Taught by his mother from age three, Sumino felt a natural affinity for the piano and entered youth competitions in Japan. He later developed an interest in science alongside his love for music, taking in 2020 not a conservatory diploma but a master’s degree from the University of Tokyo. In 2018 he won the grand prize at Japan’s PTNA Piano Competition, and two years later gave up a research career in favor of full-time musicianship. 

Sumino’s international concert career was launched by the response to his performance in the 2021 Chopin Piano Competition in Warsaw, where he reached the semifinal round. His first-round program was a favorite with the live audience and his second round received 45,000 online views. He was subsequently engaged to tour Japan with the Polish National Radio Symphony Orchestra under Marin Alsop, where in 2022 he recorded the Chopin concerto he had prepared for the Competition finals.

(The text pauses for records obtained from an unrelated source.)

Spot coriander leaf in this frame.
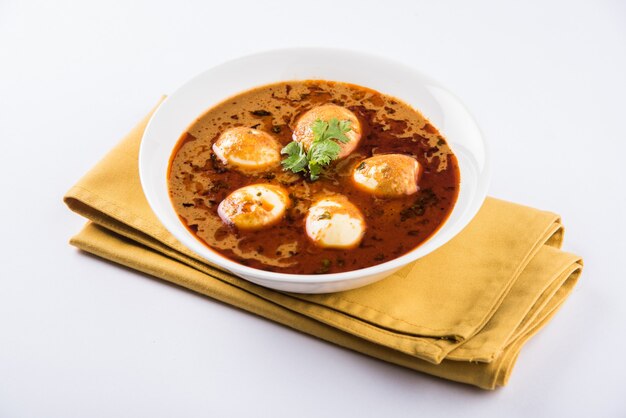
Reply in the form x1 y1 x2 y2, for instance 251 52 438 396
280 141 308 173
281 118 352 181
307 140 341 165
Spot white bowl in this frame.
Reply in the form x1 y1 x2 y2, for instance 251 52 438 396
139 48 489 293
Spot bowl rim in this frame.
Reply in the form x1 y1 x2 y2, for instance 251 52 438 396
138 47 491 284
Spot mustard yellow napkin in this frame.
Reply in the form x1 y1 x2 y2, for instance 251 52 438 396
64 103 582 389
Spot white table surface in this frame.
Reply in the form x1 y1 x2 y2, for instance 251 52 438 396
0 0 626 418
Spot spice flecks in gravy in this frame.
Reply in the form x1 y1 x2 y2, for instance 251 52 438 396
168 80 459 274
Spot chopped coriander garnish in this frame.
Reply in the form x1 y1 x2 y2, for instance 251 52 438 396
280 118 352 181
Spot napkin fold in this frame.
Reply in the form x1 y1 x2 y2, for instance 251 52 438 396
64 101 582 389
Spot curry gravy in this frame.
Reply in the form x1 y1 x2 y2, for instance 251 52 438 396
168 80 459 274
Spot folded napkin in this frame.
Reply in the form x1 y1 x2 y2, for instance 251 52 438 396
64 101 582 389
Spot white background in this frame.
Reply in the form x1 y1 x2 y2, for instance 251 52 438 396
0 0 626 418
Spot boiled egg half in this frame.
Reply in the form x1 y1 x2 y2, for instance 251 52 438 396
213 126 281 171
306 195 365 249
352 154 420 197
217 184 289 231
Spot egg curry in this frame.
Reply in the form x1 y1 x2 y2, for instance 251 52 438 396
167 80 460 274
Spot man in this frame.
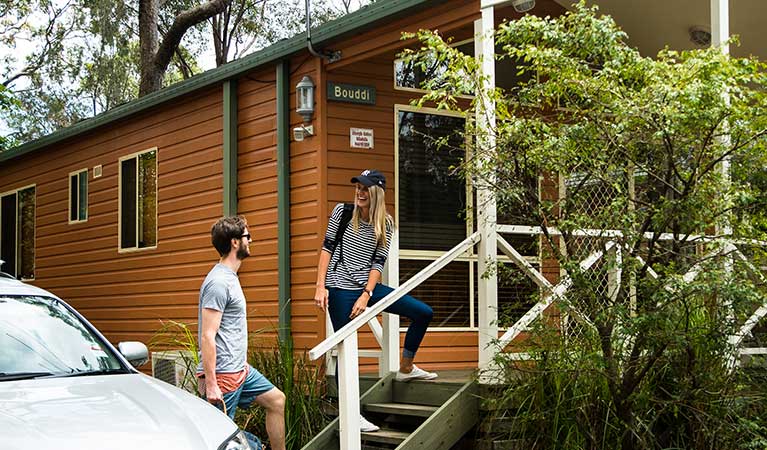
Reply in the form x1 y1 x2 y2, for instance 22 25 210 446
197 217 285 450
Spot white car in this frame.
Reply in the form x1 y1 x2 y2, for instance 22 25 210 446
0 272 255 450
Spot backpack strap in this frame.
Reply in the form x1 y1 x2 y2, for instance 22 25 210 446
333 203 378 271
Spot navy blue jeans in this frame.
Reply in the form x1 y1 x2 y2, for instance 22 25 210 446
328 283 434 358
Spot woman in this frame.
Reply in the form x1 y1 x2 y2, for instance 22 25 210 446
314 169 437 431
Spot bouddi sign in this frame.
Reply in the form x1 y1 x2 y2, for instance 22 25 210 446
328 81 376 105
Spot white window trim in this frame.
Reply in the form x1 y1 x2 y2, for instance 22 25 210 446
396 104 478 331
0 183 37 281
67 167 90 225
396 104 543 332
392 37 474 100
117 147 160 253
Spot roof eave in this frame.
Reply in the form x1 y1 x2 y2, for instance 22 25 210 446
0 0 437 163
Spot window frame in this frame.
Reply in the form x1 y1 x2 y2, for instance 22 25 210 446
396 104 543 332
0 183 37 281
117 147 160 253
67 167 89 225
392 37 476 99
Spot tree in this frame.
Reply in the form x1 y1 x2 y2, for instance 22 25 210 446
0 0 368 142
412 3 767 449
138 0 231 96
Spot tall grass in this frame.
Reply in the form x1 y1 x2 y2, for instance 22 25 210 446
237 334 330 450
150 320 330 450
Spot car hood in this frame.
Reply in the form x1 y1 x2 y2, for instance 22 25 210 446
0 374 237 450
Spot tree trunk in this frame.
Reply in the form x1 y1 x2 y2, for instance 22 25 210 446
139 0 232 97
138 0 164 97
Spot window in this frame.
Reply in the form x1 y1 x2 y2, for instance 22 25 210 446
395 106 540 330
69 169 88 223
394 39 531 96
119 148 157 250
0 186 35 280
394 40 474 95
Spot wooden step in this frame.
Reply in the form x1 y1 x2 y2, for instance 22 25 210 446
392 380 462 406
360 428 410 445
363 403 437 417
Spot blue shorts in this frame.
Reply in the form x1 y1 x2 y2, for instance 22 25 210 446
223 365 274 419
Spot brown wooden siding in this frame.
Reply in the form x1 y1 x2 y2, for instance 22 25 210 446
290 56 327 349
0 87 222 350
323 2 478 372
237 67 279 335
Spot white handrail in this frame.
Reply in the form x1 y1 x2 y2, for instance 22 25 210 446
498 241 615 351
309 232 480 360
496 224 767 246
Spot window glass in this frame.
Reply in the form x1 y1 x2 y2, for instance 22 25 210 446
397 111 466 251
0 186 35 279
17 188 35 279
394 40 531 95
0 192 16 276
399 259 471 327
120 150 157 249
77 170 88 220
0 296 122 376
69 170 88 222
394 41 474 95
138 151 157 247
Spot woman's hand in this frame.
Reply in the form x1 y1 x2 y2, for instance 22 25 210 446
349 292 370 319
314 286 328 311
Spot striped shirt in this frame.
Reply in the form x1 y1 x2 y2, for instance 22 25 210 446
322 203 392 289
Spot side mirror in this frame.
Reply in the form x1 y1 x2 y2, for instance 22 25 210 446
117 341 149 367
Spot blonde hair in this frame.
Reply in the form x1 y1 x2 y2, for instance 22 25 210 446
351 186 394 248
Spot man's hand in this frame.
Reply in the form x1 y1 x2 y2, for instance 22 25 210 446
314 286 328 311
205 379 224 405
349 292 370 319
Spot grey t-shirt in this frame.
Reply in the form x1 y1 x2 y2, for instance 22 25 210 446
197 263 248 373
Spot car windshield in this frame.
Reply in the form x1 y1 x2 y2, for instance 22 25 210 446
0 295 124 381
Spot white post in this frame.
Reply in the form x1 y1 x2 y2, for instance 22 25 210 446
378 228 399 377
325 309 338 376
711 0 738 352
338 333 362 450
474 6 498 381
607 245 623 301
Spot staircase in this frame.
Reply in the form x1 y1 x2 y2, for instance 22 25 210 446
302 374 479 450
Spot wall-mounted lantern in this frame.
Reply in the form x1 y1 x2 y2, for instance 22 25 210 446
293 75 314 141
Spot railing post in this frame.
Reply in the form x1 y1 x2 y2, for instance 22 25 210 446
325 310 337 375
606 245 623 301
378 228 399 377
474 5 501 381
338 333 361 450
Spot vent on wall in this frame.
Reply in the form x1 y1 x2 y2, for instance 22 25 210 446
152 350 197 393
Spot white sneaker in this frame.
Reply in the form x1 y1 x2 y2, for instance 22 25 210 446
394 364 437 381
360 415 381 433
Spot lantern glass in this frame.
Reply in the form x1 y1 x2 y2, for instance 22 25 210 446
296 76 314 122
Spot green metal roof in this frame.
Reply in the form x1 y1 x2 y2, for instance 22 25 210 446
0 0 437 163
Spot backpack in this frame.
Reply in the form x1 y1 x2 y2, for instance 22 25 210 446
333 203 378 271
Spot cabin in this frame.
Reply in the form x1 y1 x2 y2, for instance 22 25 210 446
0 0 759 448
0 0 564 372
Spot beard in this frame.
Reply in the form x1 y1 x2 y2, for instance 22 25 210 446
237 246 250 261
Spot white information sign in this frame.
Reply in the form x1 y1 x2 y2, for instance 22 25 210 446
349 128 373 148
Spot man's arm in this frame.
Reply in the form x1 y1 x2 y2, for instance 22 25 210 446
200 308 223 404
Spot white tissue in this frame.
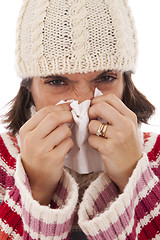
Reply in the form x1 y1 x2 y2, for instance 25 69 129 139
58 89 104 174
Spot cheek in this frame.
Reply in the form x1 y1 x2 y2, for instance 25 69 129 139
102 82 124 100
31 88 60 111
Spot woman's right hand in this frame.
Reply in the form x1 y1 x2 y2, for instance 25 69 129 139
19 104 73 205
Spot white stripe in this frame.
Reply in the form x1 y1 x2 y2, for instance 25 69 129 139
0 219 23 240
4 191 22 216
143 133 158 153
24 224 68 240
79 157 158 237
150 156 160 168
0 158 15 176
152 233 160 240
136 203 160 235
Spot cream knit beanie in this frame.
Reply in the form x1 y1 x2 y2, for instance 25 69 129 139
16 0 137 78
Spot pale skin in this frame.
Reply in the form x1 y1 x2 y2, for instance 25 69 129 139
20 71 142 205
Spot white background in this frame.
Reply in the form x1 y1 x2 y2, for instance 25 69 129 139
0 0 160 133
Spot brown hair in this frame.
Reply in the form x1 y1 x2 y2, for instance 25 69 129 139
3 72 155 135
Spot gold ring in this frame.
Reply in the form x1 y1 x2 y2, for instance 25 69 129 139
96 123 108 138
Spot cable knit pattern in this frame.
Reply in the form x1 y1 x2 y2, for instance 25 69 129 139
0 133 160 240
16 0 137 78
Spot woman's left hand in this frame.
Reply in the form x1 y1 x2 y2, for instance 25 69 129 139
88 94 142 192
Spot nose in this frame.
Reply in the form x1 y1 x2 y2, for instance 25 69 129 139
73 88 95 103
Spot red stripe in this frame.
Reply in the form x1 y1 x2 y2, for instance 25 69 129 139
0 201 23 236
143 132 151 145
138 215 160 240
0 136 16 169
0 167 14 189
23 231 70 240
147 135 160 162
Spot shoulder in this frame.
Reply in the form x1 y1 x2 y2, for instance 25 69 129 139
0 133 19 169
143 132 160 161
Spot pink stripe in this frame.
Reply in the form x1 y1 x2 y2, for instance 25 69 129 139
9 185 21 206
23 231 70 240
0 167 14 189
89 182 119 219
88 168 158 239
55 182 68 204
23 208 74 237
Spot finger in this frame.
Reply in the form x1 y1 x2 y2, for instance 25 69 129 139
43 124 72 152
88 120 114 138
91 94 135 120
89 102 124 125
20 103 71 133
34 111 73 139
51 138 74 163
88 135 110 154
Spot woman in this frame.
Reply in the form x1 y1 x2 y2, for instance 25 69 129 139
0 0 160 240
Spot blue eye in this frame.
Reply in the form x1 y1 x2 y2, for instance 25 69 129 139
97 76 117 83
47 80 66 87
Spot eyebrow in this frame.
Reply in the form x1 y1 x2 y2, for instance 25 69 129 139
41 70 117 81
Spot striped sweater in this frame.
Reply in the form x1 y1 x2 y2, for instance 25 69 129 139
0 133 160 240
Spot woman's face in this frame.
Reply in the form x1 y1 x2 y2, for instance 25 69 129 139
31 71 124 110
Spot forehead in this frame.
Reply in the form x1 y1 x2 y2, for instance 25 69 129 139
60 70 121 80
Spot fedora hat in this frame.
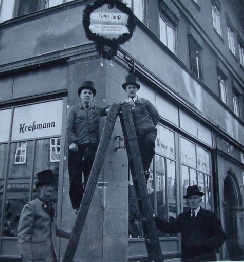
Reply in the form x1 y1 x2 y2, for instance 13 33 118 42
183 185 205 198
36 169 54 188
78 81 97 96
122 75 140 90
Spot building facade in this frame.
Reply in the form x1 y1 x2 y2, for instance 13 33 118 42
0 0 244 262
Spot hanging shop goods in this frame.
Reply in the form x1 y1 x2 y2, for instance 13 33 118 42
83 0 136 60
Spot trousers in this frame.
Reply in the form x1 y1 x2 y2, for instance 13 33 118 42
68 143 98 209
137 130 157 175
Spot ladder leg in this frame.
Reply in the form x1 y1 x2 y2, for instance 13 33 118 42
120 104 163 262
63 103 120 262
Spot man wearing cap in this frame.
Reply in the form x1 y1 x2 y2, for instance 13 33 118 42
18 170 57 262
66 81 108 209
155 185 226 262
122 72 160 181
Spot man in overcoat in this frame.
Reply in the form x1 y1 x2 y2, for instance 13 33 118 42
18 170 57 262
155 185 226 262
66 81 108 209
122 72 160 181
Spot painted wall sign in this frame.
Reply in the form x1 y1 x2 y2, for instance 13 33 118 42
83 0 136 59
12 100 63 140
0 109 12 142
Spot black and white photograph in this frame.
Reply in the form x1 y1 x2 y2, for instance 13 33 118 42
0 0 244 262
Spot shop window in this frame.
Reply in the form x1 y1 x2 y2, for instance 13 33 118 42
50 138 60 162
180 137 212 211
15 0 46 16
227 25 236 55
232 89 240 116
189 35 203 79
212 3 221 36
218 74 227 104
123 0 145 22
14 141 27 165
238 43 244 67
159 15 175 53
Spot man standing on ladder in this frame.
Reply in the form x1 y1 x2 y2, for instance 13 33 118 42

Human Universe is thus Sumino’s third album, but his first for Sony Classical. It showcases the range of his historical influences, as well as his own compositions and arrangements. Its principal mood is wonder at a musical cosmos, but the program is warmly humane, including “Jesu, Joy of Man’s Desiring,” as arranged by Dame Myra Hess, who gave free concerts in the National Gallery during the Blitz; the Chopin C-minor Nocturne Sumino played in the Warsaw Competition; and Hans Zimmer’s “Day One” from Interstellar. It concludes with his own 7 Variations on Twinkle, Twinkle Little Star, nodding to Mozart before running through increasingly fearsome changes in completely orthogonal idioms—a spectacular encore. Sony gives the piano excellent sound throughout.